Подошла сестра, заглянула под ложе Героя.
- Ого, литр нацедили. Работает, значит, запасная почка. Всё, можно катетер вынимать.
Вот почему он не испытывал желаний: моча вытекала, не задерживаясь.
Катетер был извлечен - и нирвана улетучилась совсем. А жаль.
Тем не менее возвращение в палату случилось достаточно триумфальным. Его уже ждали и Джулия, и Любка.
- Ты выглядишь отлично, - сообщила Джулия. - Будто с курорта, а не из реанимации.
- А в реанимации как раз хорошо. Похоже на курорт. И должен же я от операции поздороветь - иначе не стоило и суетиться.
- Поздоровеешь! - отозвался с соседней койки культуракадемик. - Боли адские. И эта только портит.
Бедный сосед лежал в самом жалком положении. Над ним была установлена конструкция, немного смахивающая на виселицу, на которой болталась банка с желтым раствором. Трубки вели куда-то в район паха оперированного. Рядом суетилась маленькая сутулая женщина, "эта, которая портит", видимо жена, которую и изводил придирчивый пациент.
Жена терпела и не огрызалась:
- Ничего, Левушка, сейчас все сделаем.
- Видишь, не идет! Тебе хорошо смотреть, а мне на стенку лезть. Не умеешь, позови сестру.
- Сейчас все пойдет.
- Позови сестру, говорю! Только портишь, как всегда.
- Да сейчас я сделаю!
- Позови, говорю!!
Любка потянулась к звонку над головой Героя:
- Давайте, я.
- Не вмешивайся, - тихо приказал Герой.
Бедная жена еще попыталась исправить систему, но наконец сдалась.
Сквозь дверь было слышно, как на посту загудела сирена - вроде той, что сигнализирует о покушении на угон авто.
Ответа долго не было.
- Шляется, - констатировал сосед.
- Ну, Левушка, ее могли в другую палату позвать. Тоже больные там.
- А мне больно!
"Что такое?" - послышалось наконец из динамика.

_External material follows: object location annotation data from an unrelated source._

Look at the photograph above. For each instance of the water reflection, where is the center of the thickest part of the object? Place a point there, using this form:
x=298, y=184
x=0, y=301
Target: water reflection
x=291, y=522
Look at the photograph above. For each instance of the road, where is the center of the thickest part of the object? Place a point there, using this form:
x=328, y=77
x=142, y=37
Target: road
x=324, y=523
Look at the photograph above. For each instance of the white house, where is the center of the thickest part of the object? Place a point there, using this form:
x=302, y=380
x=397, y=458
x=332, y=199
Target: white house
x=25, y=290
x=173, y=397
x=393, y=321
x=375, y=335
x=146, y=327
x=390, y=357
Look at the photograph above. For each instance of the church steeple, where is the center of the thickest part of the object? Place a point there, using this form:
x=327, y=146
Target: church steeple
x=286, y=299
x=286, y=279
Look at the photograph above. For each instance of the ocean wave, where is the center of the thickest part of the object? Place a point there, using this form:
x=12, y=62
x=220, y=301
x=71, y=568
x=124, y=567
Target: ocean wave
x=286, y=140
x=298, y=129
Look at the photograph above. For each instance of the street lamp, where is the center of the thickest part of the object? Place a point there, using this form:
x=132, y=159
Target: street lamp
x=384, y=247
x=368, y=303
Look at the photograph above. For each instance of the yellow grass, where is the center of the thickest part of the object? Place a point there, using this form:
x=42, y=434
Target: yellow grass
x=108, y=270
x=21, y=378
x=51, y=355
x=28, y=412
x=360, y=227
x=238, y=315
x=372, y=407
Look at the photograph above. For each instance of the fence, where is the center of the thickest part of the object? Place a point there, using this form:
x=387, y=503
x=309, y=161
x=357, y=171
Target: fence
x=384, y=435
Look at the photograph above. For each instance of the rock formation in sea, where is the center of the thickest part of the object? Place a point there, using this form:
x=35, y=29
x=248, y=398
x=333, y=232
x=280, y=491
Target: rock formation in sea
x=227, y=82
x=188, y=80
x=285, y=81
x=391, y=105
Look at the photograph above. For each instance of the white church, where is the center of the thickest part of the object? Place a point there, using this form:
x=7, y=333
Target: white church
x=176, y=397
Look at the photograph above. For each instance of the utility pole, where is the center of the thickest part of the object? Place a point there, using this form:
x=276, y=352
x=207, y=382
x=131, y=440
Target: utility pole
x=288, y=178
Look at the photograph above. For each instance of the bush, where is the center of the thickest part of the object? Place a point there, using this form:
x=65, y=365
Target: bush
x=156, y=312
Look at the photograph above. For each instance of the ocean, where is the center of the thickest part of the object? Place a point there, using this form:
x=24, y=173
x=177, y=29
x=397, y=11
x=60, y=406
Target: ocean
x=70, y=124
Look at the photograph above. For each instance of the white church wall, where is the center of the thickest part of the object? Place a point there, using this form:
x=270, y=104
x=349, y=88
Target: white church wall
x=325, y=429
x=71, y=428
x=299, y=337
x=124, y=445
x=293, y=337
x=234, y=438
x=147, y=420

- Да вот раствор не проходит.
Пришла Надя, самая сердечная здесь сестра.
- Чего вы так долго? Больно же!
Надя не стала ни оправдываться, ни заявлять: "Вас тут много!" Она деловито занялась трубкой.
- Видите, тут нажать - и пойдет. Уже пошло. Легче стало?
- Да. А то так больно было!
Герой и раньше не был в восторге от тщеславного культуракадемика, теперь же стал презирать его окончательно. Больно - так и молчи! Это твое чисто внутреннее дело.